If you’re injured or harmed due to an accident, you’ll very often have to deal with your own or someone else’s insurance company, and insurance company arbitration may be required. This can be an obstacle, because insurance companies would generally prefer not to pay any more in compensation than they absolutely have to.

But what you might not know is that, in general, insurance companies have a legal obligation to act in “good faith.” This means that they’re legally required to investigate, evaluate, and process your claim fairly. If it’s clear that you’ve been harmed and someone else is at fault, or that the accident is covered by the policy, the company has a legal duty to offer you a fair settlement.

Of course, insurance companies have their own definition of “fair,” which is why you need a good lawyer on your side to negotiate with them. But in extreme cases, if an insurance company completely stonewalls in a way that’s totally unreasonable, the company itself can be sued for acting in “bad faith.”

In a recent California case, a man suffered extensive injuries in a car crash with a driver who had no insurance. The man asked his own insurance company to pay the $250,000 limit under his “uninsured motorist” coverage. He also promptly provided his insurer with all his medical records.

Nonetheless, the insurer totally ignored him for five months. The company then demanded that the claim go to arbitration, under a part of the policy that said that if a dispute can’t be resolved, it has to be arbitrated.

The man sued the insurance company for acting in bad faith, and the California Court of Appeal allowed the suit.

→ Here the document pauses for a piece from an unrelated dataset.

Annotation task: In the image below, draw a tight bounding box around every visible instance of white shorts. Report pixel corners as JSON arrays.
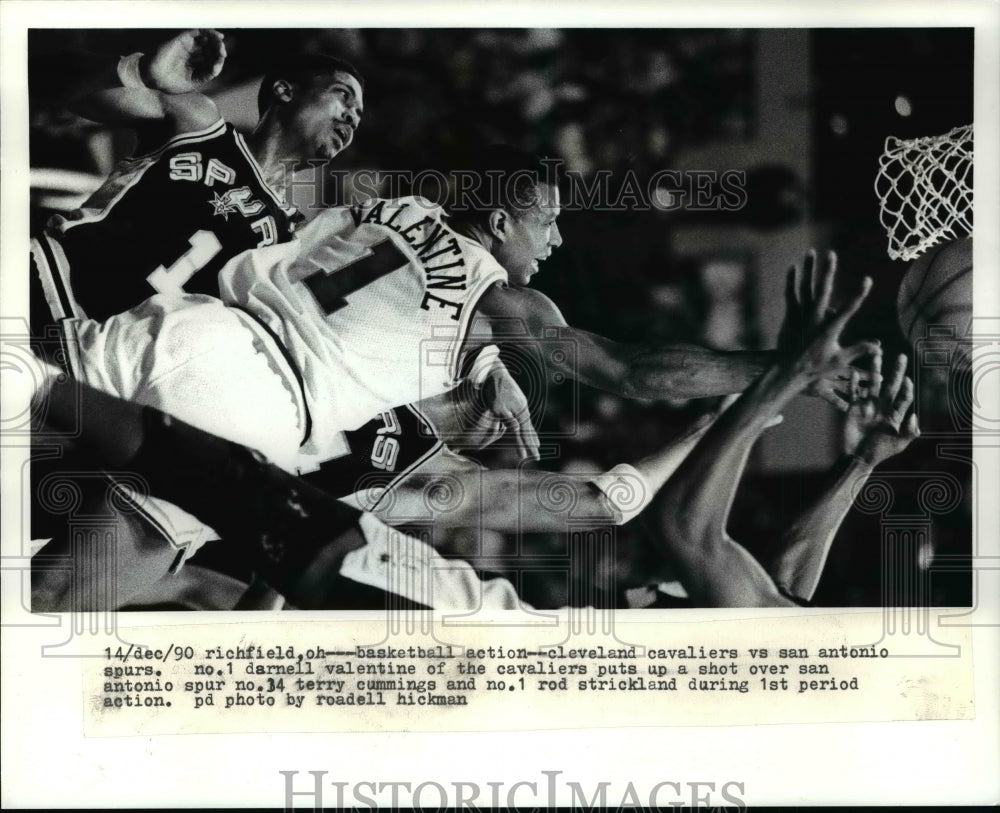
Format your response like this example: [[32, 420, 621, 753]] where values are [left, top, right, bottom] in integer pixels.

The court said that while the insurance policy allowed for genuine disputes to go to arbitration, it didn’t allow the company to simply demand arbitration without investigating, evaluating and attempting to fairly resolve the claim, as a means of stonewalling and delaying payment of a fair settlement.

In another recent California case, an insurance company sent an adjuster on an inspection after a tree fell and damaged a policyholder’s house and car. The adjuster allegedly made demeaning comments to the homeowner and lied about the scope of coverage under the policy.

The same court said the adjuster could be sued personally for misrepresenting the coverage, describing the adjuster’s alleged conduct as “appalling.”